Non, seigneur ; mais Poppée était une infidèle,
Qui n’en voulait qu’au trône, et qui m’aimait moins qu’elle.
195Ce peu qu’elle eut d’amour ne fit du lit d’Othon
Qu’un degré pour monter à celui de Néron :
Elle ne m’épousa qu’afin de s’y produire,
D’y ménager sa place au hasard de me nuire :
Aussi j’en fus banni sous un titre d’honneur ;
200Et pour ne me plus voir on me fit gouverneur[2].
Mais j’adore Plautine, et je règne en son âme :
Nous ordonner d’éteindre une si belle flamme,
C’est… je ne l’ose dire[3]. Il est d’autres Romains,
Seigneur, qui sauront mieux appuyer vos desseins ;
205Il en est dont le cœur pour Camille soupire,
Et qui seront ravis de vous devoir l’empire.

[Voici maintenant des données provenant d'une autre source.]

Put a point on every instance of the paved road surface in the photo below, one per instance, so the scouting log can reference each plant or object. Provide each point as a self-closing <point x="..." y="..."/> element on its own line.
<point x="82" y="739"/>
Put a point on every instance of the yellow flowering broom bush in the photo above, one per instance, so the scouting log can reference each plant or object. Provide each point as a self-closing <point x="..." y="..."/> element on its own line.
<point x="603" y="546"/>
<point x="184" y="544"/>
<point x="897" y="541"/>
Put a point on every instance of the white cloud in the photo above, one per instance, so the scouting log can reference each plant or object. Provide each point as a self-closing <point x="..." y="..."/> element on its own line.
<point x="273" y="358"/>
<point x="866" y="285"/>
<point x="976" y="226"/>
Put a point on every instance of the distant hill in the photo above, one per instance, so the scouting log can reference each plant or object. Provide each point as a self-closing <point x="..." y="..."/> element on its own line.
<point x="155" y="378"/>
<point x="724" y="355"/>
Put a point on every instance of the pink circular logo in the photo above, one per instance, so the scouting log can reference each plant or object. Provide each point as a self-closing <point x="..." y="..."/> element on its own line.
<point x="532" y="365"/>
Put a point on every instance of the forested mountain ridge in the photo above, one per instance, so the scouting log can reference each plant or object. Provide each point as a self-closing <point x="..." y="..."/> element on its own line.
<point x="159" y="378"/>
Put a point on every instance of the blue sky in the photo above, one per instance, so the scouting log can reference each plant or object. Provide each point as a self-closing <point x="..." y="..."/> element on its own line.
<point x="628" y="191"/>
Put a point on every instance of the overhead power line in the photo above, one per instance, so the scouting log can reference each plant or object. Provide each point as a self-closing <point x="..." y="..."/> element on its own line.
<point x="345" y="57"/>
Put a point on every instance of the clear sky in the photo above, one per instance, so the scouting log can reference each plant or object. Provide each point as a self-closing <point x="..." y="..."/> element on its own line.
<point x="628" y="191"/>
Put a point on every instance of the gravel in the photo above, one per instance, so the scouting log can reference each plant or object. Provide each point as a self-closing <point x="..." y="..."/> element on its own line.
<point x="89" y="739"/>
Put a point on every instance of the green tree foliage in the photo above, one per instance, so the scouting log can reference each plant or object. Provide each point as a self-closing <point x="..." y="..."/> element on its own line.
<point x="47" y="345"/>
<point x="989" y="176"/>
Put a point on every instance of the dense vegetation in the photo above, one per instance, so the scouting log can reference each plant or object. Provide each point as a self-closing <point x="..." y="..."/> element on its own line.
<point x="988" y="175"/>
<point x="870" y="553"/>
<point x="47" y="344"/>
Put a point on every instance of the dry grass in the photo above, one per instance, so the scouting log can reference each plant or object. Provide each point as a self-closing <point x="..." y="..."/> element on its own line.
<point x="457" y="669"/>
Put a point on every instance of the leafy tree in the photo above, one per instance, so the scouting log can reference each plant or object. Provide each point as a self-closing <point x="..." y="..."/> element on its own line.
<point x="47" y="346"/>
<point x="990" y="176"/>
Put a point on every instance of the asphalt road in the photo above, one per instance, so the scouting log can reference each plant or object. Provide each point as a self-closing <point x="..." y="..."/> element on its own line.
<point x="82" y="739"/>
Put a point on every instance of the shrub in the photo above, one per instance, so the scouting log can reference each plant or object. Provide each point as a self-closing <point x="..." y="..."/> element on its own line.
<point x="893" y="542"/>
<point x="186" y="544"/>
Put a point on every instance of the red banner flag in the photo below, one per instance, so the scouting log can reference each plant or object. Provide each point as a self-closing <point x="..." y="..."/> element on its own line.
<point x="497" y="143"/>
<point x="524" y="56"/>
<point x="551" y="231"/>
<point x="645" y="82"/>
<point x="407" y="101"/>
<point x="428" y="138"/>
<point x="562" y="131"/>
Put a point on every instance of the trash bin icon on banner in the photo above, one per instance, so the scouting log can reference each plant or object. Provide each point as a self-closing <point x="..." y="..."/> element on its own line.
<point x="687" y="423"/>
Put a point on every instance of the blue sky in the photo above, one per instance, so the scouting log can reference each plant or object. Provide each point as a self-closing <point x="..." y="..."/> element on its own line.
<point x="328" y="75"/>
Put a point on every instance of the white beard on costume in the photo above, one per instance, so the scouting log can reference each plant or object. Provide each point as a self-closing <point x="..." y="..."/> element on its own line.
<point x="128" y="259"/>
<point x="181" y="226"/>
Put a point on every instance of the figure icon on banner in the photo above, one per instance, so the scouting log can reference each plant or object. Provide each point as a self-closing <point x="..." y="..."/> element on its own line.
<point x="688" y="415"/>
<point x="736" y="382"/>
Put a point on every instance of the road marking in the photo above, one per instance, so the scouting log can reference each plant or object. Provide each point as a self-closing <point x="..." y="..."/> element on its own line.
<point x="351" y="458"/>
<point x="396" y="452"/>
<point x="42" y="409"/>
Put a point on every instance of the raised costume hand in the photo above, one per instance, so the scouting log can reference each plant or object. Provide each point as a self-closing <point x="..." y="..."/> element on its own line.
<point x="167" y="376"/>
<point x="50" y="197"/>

  1. Voyez Tacite, Histoires, livre I, chapitre xiii.
  2. Mos suspectum in eadem Poppæa, in provinciam Lusitaniam, specie legationis seposuit. (Tacite, Histoires, livre I, chapitre xiii.)
  3. Var. C’est… je n’ose le dire. Il est d’autres Romains (a). (1665-68)

    (a) Voltaire a adopté cette variante.